Of Glaciers and Melt Patterns

On January 28, 2008, in General, by Neil Stevens

Panicked supporters of radical changes to our national economy have for some time pointed to the “startling” decline of the Pine Island Glacier in western Antarctica as proof that our oceans are heating us to death! Icebergs! Cracks! The sky is falling, and only Al Gore can save us!

Of course, the stock response to that has been to point over to the other side of the continent, where in the east, the icecap’s been thickening for over a decade. This duality has seen no clear resolution, as global oceanic temperature change should either melt all glaciers, or none.

However new research may resolve this. It turns out there’s a volcano near the Pine Island Glacier, one that erupted so strongly about 2,200 years ago that it broke through all the ice and covered the region in ash. We know this because of radar research, oddly enough, as a plane overhead aims radio signals at the ice below, and uses the echoes to determine what’s underneath and at what depth. The ash was thick enough under the ice that it was mistaken for rock!

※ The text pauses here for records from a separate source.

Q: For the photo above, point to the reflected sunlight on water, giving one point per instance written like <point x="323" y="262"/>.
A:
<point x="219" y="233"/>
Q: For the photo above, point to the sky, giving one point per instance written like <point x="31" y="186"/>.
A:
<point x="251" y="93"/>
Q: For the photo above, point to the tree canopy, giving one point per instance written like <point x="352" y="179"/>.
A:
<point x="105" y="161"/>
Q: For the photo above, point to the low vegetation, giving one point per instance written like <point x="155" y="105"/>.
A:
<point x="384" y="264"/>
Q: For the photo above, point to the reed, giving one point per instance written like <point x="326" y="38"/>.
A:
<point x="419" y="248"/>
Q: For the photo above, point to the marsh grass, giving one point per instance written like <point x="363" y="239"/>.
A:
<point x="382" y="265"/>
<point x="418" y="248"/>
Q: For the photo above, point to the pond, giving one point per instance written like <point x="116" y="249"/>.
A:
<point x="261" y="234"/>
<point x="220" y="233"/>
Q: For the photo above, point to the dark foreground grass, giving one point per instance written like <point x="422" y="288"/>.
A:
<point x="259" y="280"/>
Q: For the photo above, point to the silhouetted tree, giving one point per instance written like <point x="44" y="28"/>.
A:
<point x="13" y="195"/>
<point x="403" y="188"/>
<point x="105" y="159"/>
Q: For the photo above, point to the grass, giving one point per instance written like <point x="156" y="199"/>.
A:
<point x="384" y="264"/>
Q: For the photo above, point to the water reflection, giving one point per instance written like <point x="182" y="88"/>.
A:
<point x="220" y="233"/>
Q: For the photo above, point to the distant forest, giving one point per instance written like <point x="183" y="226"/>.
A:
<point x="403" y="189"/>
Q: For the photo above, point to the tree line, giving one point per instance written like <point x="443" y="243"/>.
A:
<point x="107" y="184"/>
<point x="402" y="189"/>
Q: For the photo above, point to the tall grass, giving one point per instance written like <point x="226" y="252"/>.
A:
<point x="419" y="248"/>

From this, researchers have speculated that since the volcano is still there, under the ice, there is some heat there. And that heat, perhaps with some lava now and then even, will melt ice, explaining why this one glacier has the Gilligans in a panic, despite things looking fine on the Other Side of the Island.

As an aside, I find it fascinating that the International Herald Tribune finds it necessary to ask David Vaughan about ocean temperatures also causing ice to melt. Vaughan, who co-wrote the Antarctic volcano article in Nature Geoscience, of course gave them the necessary reassurances. They don’t bother to check his profile, though, which shows how his career depends on that being true! His research focus is on “the role of ice sheets in the Earth system and the societal threat of climate change and rising sea levels.” If the glaciers aren’t melting due to systemic change, then he’s out of a job, so of course he’s going to minimize an inconvenient finding!

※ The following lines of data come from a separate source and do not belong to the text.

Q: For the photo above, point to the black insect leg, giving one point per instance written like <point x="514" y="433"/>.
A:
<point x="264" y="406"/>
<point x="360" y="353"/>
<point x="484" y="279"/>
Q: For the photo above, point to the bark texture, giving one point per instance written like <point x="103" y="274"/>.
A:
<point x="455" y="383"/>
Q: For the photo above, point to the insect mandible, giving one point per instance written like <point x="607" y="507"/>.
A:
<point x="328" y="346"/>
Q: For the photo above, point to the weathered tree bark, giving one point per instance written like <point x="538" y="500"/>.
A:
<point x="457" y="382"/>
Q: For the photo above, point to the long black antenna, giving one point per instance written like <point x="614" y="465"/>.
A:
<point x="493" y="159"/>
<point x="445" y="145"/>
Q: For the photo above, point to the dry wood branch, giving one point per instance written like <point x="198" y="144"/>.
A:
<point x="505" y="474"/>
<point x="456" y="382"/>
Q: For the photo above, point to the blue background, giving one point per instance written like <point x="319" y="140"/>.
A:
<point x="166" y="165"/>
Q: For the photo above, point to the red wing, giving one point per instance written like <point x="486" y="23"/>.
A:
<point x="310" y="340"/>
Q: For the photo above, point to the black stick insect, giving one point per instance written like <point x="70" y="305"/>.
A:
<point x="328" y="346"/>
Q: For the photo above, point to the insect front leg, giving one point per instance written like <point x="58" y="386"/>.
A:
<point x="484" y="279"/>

Understanding the difference between fact and opinion is critical in analyzing scientific research. And while one study is certainly not enough to draw any firm conclusions, this new research has given us something new to consider. If the oceans are likely to rise as high as the alarmists would have us believe, it would be grossly irresponsible to put on blinders and work only one theory of melting. Further research must be done on polar volcanoes by open-minded scientists, if we are to get satisfactory resolution of this theory.